C'est à cette occasion que se manifeste une nouvelle logique: l'emplacement de la nouvelle église se situe à l'extrémité est d'un affleurement rocheux, émergeant d'une dizaine de mètres, là où le roc peut accueillir sans crainte de dommages la lourde masse du bâtiment. En choisissant ce type de site, on vient en fait régler la quasi totalité des problèmes antérieurs: le temple est dorénavant à l'abri des crues et des eaux qui stagnent; en ne le construisant pas au sommet de l'affleurement mais sur le versant est, on vient utiliser la partie ouest comme abri naturel contre les forts vents qui balaient la plaine côtière; et finalement par sa position élevée, recherchée depuis toujours par les pouvoirs dominants, l'église, son clocher et sa flèche viennent remplir la double fonction qu'on attend d'eux, symbolique et concrète, ou, Si l'on préfère, rayonnante et sonnante. Que l'on pense seulement à l'importance des sons dans la vie quotidienne d'autrefois: angélus, glas, sanctus, tocsin...

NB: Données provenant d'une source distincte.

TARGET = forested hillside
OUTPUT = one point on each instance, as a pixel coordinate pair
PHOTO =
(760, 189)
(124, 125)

On peut affirmer, avec ce cas typique de logique paysagère, que la leçon du pays est bel et bien apprise. Si bien apprise d'ailleurs que le même schéma d'implantation est aussitôt repris et appliqué à deux autres églises qui vont surgir à leur tour dans le paysage: celles de Saint-André et de Rivière-du-Loup. Construite en 1806, l'église de Saint-André est assise elle aussi sur un replat élevé, à l'est d'un affleurement rocheux dont le sommet sert d'abri naturel.

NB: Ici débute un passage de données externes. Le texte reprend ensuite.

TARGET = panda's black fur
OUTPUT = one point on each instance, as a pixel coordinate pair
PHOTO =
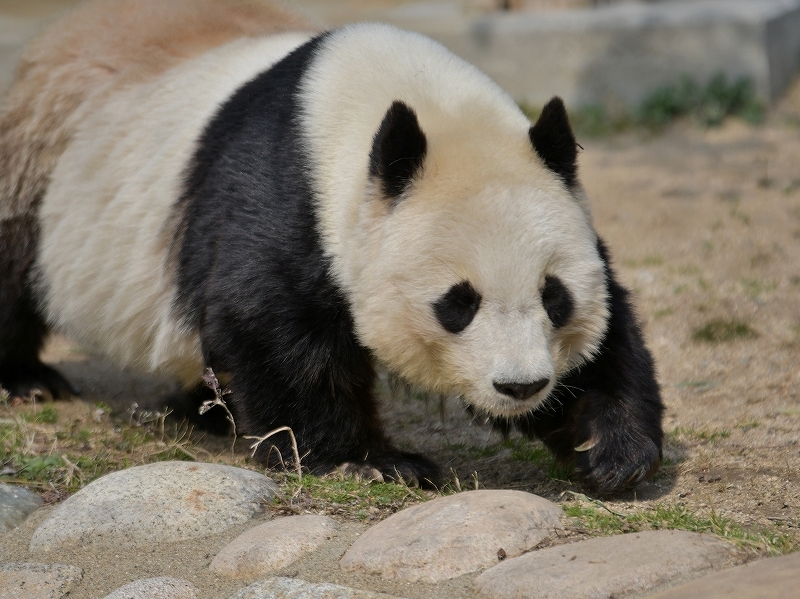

Quant à celle de Rivière-du-Loup, précisons qu'il s'agit ici de l'édifice et du site antérieurs, et non pas de l'église actuelle qui date de 1855.

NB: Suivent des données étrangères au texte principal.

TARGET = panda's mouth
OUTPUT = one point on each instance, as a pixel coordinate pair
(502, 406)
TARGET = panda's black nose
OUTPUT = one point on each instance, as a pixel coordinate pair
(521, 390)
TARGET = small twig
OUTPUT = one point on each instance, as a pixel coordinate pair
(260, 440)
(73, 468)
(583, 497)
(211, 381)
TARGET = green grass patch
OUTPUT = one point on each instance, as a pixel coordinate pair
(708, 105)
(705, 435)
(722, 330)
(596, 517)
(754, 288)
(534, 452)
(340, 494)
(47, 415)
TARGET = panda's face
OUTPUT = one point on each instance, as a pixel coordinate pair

Les habitants de la seigneurie de Rivière-du-Loup, longtemps desservis par le curé de Kamouraska, décident d'ériger une première chapelle en 1792. En vertu de leur logique, à ce moment4à, ils la construisent près de leurs habitations, c'est-à-dire sur la terrasse inférieure, au bord du fleuve, à peu près au milieu du front des concessions, en un lieu nommé Pointe-à-la-Grue. (Là où l'autoroute vient longer le rivage). Entre 1802 et 1807, la chapelle est inondée à deux reprises par les crues printanières. Aussi, lorsqu'ils obtiennent de l'évêque la permission de fonder une paroisse distincte, Saint-Patrice, et que vient le moment de choisir le site du noyau religieux, en 1810, ils adoptent la logique paysagère de Kamouraska. La nouvelle église viendra donc se dresser elle aussi sur le versant est d'un cran rocheux dont le sommet sert d'abri naturel. (Diapos: chapelle de 1767, église de 1811). La grande différence par rapport au modèle vient du fait qu'on s'éloigne du rivage et qu'on établit le noyau paroissial sur une terrasse supérieure, là où un autre facteur commence a peser dans la décision: la nouvelle voie routière.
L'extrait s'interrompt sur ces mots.